Momen is involved in various kinds of jobs, sometimes he works as a helper on a trolley truck, where he loads and unloads the heavy sacks full of rice or other goods. Sometimes he works in other people’s vegetable fields, cleaning weeds or collecting vegetables. But some days, there are no jobs, and thus no income, for him. On average, he can find work for three or four days a week. Day-long hard labour can earn him a wage of BDT 100~150 (USD 1~1.7).  

“It is difficult for me to work,” said Momen, “but the daily income of my father is not sufficient for our family. The amount I earn, I give that to my parents and they buy food and other things for the family.”

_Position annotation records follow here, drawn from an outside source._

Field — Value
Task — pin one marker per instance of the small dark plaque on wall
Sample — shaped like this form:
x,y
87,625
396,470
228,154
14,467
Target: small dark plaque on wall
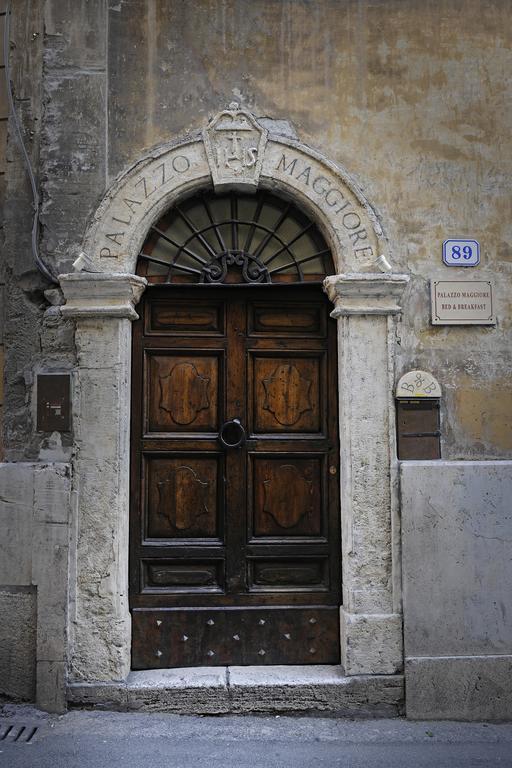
x,y
418,429
53,402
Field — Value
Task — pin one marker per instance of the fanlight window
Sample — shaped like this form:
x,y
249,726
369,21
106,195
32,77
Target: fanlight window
x,y
234,238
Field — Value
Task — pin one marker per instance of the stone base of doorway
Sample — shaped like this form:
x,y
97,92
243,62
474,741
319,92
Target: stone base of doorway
x,y
459,688
241,690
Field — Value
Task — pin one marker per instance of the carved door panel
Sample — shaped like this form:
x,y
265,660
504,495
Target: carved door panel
x,y
234,539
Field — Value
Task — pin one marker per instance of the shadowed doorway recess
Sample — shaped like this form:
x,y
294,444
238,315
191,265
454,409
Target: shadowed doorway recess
x,y
234,539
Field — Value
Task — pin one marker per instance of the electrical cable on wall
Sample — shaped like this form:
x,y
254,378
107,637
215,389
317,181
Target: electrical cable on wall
x,y
46,271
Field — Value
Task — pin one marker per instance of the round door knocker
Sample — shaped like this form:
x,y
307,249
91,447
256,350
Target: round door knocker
x,y
232,434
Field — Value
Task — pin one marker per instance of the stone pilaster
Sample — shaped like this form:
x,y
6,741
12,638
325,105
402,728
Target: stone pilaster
x,y
103,307
366,307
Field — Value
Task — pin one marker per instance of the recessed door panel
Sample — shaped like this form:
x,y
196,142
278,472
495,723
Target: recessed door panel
x,y
183,497
183,392
203,318
289,319
287,496
286,394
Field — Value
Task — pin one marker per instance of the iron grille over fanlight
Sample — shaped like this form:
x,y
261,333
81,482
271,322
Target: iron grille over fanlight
x,y
234,238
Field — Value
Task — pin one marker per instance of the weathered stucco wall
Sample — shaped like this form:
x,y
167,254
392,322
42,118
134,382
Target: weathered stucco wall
x,y
457,571
35,512
410,97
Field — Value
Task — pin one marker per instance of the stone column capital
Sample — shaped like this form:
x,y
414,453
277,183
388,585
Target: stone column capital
x,y
101,294
365,293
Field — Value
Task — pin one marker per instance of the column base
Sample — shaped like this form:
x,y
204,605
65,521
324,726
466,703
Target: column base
x,y
371,644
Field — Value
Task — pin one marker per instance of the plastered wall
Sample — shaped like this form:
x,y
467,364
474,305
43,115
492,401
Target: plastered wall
x,y
411,97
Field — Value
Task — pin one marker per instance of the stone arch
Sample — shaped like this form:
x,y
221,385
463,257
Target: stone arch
x,y
139,197
101,296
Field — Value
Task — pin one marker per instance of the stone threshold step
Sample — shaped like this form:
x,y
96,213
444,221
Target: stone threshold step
x,y
240,690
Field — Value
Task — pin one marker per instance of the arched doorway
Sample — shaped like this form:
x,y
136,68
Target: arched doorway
x,y
234,540
102,298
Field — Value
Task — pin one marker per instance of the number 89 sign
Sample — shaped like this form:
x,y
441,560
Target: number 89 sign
x,y
461,253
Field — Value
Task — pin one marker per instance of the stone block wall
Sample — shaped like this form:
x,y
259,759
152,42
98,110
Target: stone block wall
x,y
34,567
457,577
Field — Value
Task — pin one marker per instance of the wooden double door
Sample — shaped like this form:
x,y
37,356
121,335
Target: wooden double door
x,y
234,540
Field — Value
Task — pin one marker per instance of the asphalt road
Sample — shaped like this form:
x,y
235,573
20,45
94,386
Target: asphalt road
x,y
85,739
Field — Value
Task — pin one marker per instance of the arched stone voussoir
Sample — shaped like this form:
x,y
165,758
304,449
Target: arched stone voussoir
x,y
138,198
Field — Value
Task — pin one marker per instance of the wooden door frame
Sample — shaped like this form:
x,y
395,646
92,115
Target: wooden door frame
x,y
366,306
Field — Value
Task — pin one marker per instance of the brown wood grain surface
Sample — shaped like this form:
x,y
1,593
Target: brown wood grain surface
x,y
245,532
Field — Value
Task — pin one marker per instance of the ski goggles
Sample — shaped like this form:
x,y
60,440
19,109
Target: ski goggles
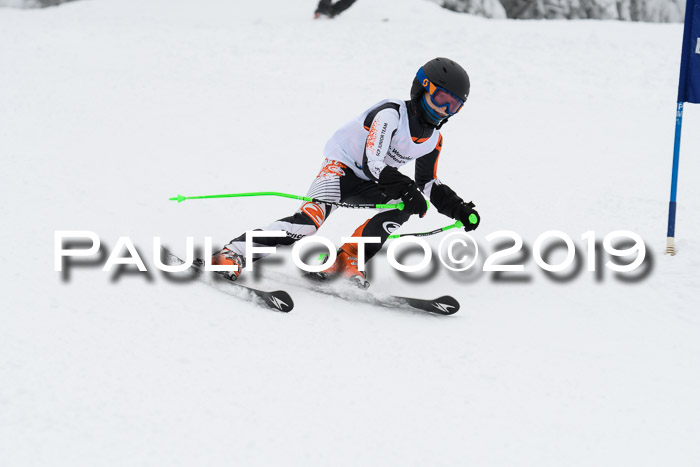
x,y
441,97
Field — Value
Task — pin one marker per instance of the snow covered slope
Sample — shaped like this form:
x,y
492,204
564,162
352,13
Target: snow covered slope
x,y
108,108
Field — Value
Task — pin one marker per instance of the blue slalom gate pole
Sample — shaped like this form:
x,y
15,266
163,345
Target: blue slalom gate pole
x,y
671,232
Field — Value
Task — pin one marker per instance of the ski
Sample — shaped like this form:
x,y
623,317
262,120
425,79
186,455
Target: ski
x,y
277,300
445,305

He added, “Whenever I go near my old school, I see my friends studying and playing, I feel bad seeing that. I am also supposed to go to school but I have to work in other people’s fields instead.”

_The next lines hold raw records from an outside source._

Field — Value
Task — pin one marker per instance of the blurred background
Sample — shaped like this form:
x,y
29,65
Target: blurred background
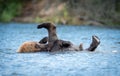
x,y
85,12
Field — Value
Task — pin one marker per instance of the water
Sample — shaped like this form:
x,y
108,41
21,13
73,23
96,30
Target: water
x,y
105,61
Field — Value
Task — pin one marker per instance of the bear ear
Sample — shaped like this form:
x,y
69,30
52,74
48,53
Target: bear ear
x,y
37,46
44,40
66,44
44,25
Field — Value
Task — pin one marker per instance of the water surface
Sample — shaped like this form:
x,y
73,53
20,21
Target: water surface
x,y
105,61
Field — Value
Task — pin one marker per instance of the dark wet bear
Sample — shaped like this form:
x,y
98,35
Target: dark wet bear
x,y
55,44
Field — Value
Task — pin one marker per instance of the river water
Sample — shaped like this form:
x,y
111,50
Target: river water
x,y
105,61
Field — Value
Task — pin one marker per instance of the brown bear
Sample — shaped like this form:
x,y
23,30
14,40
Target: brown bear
x,y
54,44
32,46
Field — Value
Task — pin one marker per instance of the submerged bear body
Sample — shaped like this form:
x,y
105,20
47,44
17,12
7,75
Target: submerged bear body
x,y
53,43
31,46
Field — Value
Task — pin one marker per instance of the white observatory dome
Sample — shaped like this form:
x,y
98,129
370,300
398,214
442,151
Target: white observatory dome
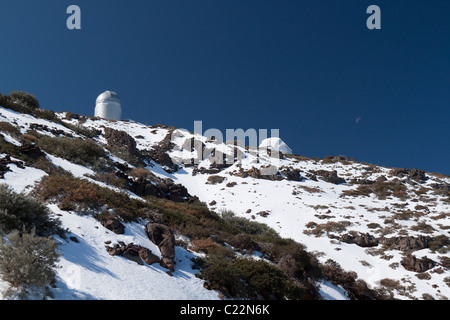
x,y
108,106
276,144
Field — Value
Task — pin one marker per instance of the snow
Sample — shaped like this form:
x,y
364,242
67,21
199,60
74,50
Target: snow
x,y
87,271
276,144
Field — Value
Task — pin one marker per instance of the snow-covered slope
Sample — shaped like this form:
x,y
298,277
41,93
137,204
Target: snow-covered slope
x,y
322,203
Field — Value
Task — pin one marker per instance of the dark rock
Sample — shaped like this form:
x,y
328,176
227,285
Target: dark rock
x,y
215,179
74,239
113,224
134,253
292,174
411,263
122,140
31,150
412,174
407,243
363,240
163,237
148,257
330,176
159,153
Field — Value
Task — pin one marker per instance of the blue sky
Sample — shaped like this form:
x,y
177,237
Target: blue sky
x,y
308,68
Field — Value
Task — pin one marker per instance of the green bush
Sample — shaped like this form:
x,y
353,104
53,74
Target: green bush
x,y
27,264
84,152
88,197
19,211
248,278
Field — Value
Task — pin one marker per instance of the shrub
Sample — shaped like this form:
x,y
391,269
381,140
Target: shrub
x,y
110,179
84,152
19,211
247,226
382,190
356,288
27,263
203,245
247,278
87,197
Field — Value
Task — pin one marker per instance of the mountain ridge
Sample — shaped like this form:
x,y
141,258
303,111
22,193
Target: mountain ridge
x,y
373,230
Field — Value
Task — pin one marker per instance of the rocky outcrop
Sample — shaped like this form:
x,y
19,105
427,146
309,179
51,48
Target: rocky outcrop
x,y
160,153
256,174
163,237
411,174
329,176
4,165
363,240
31,150
134,253
292,174
160,188
113,224
215,179
411,263
121,140
407,243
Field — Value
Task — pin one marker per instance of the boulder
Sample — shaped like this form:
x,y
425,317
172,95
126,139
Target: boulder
x,y
134,253
363,240
113,224
411,263
163,237
330,176
407,243
122,140
292,174
411,174
215,179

Despite all his suffering, Momen still has a strong desire to go back to school. He loves to study and in his free time, he assists his younger sister to complete her homework and sometimes takes her to school.

Though I don't go to school anymore, I wish my sister can continue her studies.


Though I don't go to school anymore, I wish my sister can continue her studies, that’s why I help her to study, take her to school, and pick her up at school when I return from work.

While expressing his dream, he said, “My dream is to become a successful businessman in future and reduce the sufferings of my family.”

His parents wished to see their son serve the community as a teacher. However, poverty washes away all their dreams, leaving them in survival mode in the face of acute hardship.

Abraham Hasdak, Sponsorship & Child Protection Officer from Mithapukur Area Programme, said, “Due to poverty, many children drop out of school, which makes them the victim of child labour and early marriage.” He also added, “Momen is involved in child labour and his sister is going to school regularly now. But we don’t know how long she can continue her study. World Vision is working in the community to address this issue, but we need more support to expand our reach.”

* All names have been changed to protect identities.